A pedigree that converges immediately
Contrast the bundled qcPed. After the issue #76
de-inflation none of its ranked animals carry a non-zero genome
uniqueness, so the selection order is driven by deterministic mean
kinship and does not move with the iteration count.
convQc <- gvaConvergence(
nprcgenekeepr::qcPed, nMax = 400L,
grid = c(25L, 50L, 100L, 200L), seed = 11L
)
kable(
convQc$convergence,
digits = c(0L, 3L, 3L),
col.names = c("Iterations (N)", "Top-20 overlap", "Kendall agreement"),
caption = "Selection-order reproducibility vs. iteration count (qcPed)."
) |>
kable_styling(bootstrap_options = c("striped", "hover"), full_width = FALSE)| Iterations (N) | Top-20 overlap | Kendall agreement |
|---|---|---|
| 25 | 1 | 1 |
| 50 | 1 | 1 |
| 100 | 1 | 1 |
| 200 | 1 | 1 |
convQc$recommendedIter # converges at the grid floor
#> [1] 25
convQc$nRankable
#> [1] 156
convQc$nUndetermined # the excluded issue #76 set
#> [1] 124Overlap and agreement are at their maximum from the smallest count,
so the recommended count is the floor of the grid: this pedigree needs
almost no iterations for the order to be reproducible. The
nUndetermined count reports how many animals were set aside
without a rank.
Choosing an iteration count
Run gvaConvergence() on your own pedigree and read
recommendedIter. If converged is
FALSE, no count in the grid settled the order – raise
nMax and extend the grid (each candidate
N needs 2 * N <= nMax), or accept that this
pedigree is intrinsically near a ranking boundary and interpret the
ranking with care. The thresholds k, oMin, and
rhoMin are arguments, so you can make the definition of
“reproducible” stricter or looser for your purpose.

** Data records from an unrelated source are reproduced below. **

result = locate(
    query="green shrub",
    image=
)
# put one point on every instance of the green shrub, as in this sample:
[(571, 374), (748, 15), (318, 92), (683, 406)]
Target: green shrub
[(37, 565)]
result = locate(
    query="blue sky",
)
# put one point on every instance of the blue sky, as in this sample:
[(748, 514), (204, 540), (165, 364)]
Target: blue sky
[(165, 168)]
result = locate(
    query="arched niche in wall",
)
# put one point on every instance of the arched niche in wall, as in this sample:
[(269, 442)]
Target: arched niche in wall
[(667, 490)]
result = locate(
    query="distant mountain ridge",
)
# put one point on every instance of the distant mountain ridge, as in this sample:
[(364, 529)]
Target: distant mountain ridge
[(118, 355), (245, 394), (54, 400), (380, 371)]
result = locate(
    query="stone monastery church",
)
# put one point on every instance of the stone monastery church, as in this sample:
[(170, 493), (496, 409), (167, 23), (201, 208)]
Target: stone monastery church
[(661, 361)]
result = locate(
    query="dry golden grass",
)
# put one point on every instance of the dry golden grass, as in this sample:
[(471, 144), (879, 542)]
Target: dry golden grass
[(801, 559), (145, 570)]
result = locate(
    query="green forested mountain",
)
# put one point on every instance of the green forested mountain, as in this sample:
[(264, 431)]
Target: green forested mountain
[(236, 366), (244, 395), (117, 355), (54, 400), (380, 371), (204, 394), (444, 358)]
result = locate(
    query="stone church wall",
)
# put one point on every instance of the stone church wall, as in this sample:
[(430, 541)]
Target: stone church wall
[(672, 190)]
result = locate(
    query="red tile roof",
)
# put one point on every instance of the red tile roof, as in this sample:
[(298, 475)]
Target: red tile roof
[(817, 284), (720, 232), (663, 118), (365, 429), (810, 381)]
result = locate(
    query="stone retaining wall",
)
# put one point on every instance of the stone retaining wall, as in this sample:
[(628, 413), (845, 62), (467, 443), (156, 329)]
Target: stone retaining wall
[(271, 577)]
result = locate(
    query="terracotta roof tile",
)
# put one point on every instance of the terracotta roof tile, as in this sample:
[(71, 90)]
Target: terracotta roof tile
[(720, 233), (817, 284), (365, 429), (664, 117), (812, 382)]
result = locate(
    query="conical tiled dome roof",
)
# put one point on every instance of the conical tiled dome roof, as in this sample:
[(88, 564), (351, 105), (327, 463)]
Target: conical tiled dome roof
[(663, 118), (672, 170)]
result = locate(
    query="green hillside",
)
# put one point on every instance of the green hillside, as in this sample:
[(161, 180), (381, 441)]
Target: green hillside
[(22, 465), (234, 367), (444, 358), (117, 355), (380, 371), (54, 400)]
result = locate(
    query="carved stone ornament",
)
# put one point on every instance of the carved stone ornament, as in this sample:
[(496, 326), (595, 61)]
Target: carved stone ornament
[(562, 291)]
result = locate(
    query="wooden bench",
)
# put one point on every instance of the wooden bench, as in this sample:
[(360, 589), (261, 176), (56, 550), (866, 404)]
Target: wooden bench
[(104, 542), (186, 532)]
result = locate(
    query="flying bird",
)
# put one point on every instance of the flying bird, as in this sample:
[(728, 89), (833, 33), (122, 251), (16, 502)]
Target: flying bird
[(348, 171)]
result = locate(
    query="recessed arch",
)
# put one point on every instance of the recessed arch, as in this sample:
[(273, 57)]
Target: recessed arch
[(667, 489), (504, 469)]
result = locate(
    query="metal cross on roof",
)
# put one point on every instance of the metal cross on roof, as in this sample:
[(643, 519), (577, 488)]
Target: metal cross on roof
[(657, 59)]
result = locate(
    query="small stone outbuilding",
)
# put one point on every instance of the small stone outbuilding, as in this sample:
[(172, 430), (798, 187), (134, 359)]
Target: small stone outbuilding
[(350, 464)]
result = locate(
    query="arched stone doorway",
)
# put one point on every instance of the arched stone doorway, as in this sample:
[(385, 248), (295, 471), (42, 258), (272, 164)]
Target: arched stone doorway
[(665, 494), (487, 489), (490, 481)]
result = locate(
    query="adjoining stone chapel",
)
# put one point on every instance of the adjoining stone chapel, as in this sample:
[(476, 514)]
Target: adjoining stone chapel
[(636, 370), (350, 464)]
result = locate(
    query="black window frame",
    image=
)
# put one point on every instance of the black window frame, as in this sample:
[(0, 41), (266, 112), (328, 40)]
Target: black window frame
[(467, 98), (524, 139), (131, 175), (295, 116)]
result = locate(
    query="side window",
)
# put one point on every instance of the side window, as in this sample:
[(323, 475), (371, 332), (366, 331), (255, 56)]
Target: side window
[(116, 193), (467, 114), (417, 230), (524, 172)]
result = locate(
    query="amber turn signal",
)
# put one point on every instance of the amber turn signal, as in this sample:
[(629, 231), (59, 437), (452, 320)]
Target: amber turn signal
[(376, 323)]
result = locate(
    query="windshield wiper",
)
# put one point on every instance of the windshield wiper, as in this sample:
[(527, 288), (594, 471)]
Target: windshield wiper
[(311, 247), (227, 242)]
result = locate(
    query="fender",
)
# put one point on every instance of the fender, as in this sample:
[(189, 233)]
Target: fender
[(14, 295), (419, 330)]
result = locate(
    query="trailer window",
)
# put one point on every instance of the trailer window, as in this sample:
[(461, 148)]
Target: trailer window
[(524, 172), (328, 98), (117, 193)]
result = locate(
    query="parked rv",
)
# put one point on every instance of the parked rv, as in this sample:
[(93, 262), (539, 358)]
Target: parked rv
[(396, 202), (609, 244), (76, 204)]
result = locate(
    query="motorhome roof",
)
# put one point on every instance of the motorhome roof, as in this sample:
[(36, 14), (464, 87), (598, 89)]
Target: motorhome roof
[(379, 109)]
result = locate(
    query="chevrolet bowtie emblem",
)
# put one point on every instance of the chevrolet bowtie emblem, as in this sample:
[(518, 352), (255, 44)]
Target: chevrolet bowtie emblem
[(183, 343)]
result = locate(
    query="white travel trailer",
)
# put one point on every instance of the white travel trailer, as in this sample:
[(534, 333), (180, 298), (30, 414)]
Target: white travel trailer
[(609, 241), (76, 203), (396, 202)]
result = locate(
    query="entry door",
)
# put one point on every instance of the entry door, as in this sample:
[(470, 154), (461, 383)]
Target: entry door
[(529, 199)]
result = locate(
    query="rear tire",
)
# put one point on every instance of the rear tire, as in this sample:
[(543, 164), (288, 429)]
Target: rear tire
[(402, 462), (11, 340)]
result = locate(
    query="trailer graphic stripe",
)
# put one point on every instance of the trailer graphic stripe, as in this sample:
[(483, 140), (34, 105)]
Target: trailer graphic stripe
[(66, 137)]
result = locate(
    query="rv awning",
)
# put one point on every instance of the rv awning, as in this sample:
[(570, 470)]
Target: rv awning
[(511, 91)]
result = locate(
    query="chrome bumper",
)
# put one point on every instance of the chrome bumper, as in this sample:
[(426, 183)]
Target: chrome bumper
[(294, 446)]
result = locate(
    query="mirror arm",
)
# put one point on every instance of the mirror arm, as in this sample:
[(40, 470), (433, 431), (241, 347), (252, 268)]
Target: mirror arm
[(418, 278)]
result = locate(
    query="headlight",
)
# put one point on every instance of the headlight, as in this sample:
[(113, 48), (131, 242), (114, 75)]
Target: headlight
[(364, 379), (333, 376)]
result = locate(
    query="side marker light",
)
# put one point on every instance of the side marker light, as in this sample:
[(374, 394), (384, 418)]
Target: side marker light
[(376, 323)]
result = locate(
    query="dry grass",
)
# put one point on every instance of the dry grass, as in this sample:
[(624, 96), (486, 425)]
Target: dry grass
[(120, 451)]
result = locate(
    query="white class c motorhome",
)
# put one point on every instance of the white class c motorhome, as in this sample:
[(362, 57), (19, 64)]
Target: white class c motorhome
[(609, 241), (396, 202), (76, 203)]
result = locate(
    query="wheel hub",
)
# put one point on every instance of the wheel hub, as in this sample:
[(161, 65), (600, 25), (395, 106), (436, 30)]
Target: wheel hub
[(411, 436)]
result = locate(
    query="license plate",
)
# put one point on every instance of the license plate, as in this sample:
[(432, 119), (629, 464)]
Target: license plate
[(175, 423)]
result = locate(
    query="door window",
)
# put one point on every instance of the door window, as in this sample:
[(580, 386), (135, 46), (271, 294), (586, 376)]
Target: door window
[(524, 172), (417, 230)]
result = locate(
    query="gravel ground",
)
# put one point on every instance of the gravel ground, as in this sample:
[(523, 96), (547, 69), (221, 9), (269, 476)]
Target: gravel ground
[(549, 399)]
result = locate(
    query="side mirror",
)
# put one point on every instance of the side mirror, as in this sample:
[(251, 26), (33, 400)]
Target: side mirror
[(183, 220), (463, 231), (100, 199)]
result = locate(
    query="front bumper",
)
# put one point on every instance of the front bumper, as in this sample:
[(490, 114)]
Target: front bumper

Keep two ideas separate. The per-animal sampling standard error
(guSE, reported beside gu in
reportGV()) tells you how precise the genome uniqueness
number is; it shrinks like one over the square root of the
iteration count. The selection order – what
gvaConvergence() measures – is what actually decides which
animals are chosen for breeding. A small guSE does not by
itself mean the order has settled, which is exactly why the convergence
check exists.
See also reportGV() (the analysis whose iterations this
advises on), calcGUSE() (the per-animal standard error),
and the Colony Manager Tutorial vignette.